I’m being asked onto BBC Radio Manchester’s ‘Talking Balls’ show a couple of times a week. I think both Kyle and Gaz are brilliantly talented (although I’ve seen Dave say otherwise in here before, can’t win them all!) and it’s a pleasure to be involved with such a great show.

I still get asked to go on BBC Radio 5 Live, it’s always the breakfast show. I was asked to film a piece for Football Focus alongside my partner and two children and I’ve been booked to go onto BBC Radio 5 Live Sport to appear on ‘The Squad’, a popular show that is broadcast on Sundays.

I’ve also had a few messages from different City fan-based media outlets asking me to be involved. I’ve recorded a few Bolt from The Blue podcasts (alongside KotK’s very own Colin Savage), been on the Manchester is Blue video channel and quite a few video interviews for Man City Fan TV. I’m sure at this point, people will be sick of the sight and sound of me!

I am always astonished that people think I talk any sense. Writing has been my comfort zone for over 20 years, so I always feel nervous about pushing myself to try new things. For the most time, I do try and embrace everything that comes my way and I’m learning to develop a thick skin as opinions are always varied. I just try to stay true to myself and honest. I think if you put on a persona or try to be controversial, it’ll ultimately backfire.  
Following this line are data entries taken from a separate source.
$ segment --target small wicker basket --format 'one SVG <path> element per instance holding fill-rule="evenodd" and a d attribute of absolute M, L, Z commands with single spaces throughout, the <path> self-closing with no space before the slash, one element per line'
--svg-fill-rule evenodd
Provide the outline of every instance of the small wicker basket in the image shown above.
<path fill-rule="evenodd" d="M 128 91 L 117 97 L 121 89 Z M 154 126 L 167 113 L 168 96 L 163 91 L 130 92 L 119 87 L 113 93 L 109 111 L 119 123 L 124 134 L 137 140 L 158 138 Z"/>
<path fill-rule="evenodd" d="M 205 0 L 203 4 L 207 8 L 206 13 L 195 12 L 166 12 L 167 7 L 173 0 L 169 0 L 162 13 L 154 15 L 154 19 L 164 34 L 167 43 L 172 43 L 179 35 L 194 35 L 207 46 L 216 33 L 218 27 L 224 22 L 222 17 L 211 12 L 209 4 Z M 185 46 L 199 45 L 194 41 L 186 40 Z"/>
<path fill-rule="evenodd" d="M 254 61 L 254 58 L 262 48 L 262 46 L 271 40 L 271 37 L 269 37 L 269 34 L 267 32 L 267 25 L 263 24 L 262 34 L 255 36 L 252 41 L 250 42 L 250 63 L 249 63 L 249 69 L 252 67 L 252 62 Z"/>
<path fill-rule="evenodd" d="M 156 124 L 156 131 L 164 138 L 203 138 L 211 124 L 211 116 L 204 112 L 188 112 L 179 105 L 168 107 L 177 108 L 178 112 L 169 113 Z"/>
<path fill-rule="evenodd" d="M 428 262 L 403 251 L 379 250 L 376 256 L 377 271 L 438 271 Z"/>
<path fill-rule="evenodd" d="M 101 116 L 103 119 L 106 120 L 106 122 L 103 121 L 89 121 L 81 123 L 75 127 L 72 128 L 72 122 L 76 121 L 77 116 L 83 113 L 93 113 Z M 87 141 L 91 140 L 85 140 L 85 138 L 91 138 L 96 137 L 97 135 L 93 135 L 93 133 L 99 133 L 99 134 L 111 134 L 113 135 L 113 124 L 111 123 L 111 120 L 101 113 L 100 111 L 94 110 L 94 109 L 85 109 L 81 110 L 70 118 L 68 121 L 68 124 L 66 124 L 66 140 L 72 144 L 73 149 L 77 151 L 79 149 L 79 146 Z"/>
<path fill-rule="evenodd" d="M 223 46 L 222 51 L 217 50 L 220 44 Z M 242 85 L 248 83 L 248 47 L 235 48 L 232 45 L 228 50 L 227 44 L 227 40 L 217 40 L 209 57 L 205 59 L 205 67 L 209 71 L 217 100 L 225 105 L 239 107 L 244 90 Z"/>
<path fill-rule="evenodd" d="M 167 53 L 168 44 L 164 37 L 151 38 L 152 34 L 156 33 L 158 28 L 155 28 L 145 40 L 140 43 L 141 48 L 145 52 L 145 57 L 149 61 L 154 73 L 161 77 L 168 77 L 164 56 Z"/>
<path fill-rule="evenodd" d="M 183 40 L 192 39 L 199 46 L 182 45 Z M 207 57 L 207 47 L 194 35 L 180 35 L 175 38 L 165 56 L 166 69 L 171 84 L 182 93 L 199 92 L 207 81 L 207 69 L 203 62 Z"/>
I’m just so appreciative to anybody who gives me any feedback or even listens/reads. I’ll keep it up until somebody tells me I’m stealing a living! Thank you if you take the time to get in touch – it means the world to be doing what I enjoy, knowing that somewhere along the time, a few people may actually agree or like my opinion or optimism. Some don’t, but those tend to be the ones that don’t even like themselves, so I’ll take that with a pinch of salt.

Here’s hoping that everybody is doing okay through this hideously surreal year and that we will be all back having a beer together in the not-too-distant future.

Those were the days – and they will be again. They’ll be worth the wait.